3.1. Namens appellanten is in hoger beroep, kort samengevat, aangevoerd dat de rechtbank en de Svb niet voldoende hebben getoetst of het Marokkaanse vonnis beschouwd kan worden als een ontzetting van het ouderlijk gezag. Appellanten menen dat een onderzoek door bijvoorbeeld het Internationaal Juridisch Instituut aangewezen was geweest.
3.2. Ter zitting is namens appellanten verzocht om toekenning van een schadevergoeding omdat de redelijke termijn als bedoeld in artikel 6 van het Europees Verdrag tot bescherming van de rechten van de mens en de fundamentele vrijheden (EVRM) is geschonden.
4. De Raad overweegt het volgende.
4.1.1. Tussen partijen is in hoger beroep in geschil of de rechtbank terecht heeft besloten de rechtsgevolgen van de vernietigde bestreden besluiten in stand te laten. Daarbij spitst het geschil zich toe op de vraag of appellanten na het overlijden van hun vader op 29 juni 2003 ouderloos waren in de zin van de ANW.

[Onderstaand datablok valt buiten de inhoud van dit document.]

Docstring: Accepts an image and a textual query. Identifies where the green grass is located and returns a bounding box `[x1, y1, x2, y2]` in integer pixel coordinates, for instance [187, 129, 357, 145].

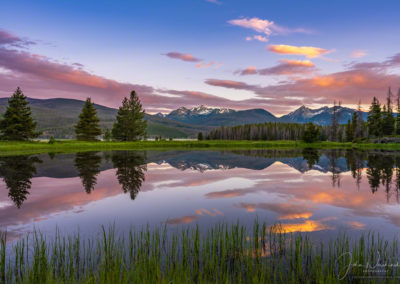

4.1.2. In artikel 26 van de ANW is bepaald dat een kind dat door het overlijden van een verzekerde ouderloos is geworden recht heeft op een wezenuitkering. Voorts is in artikel 9 van de ANW bepaald dat in die wet mede als ouderloos wordt aangemerkt het kind over wie de overlevende ouder geen gezag heeft wegens ontzetting daarvan.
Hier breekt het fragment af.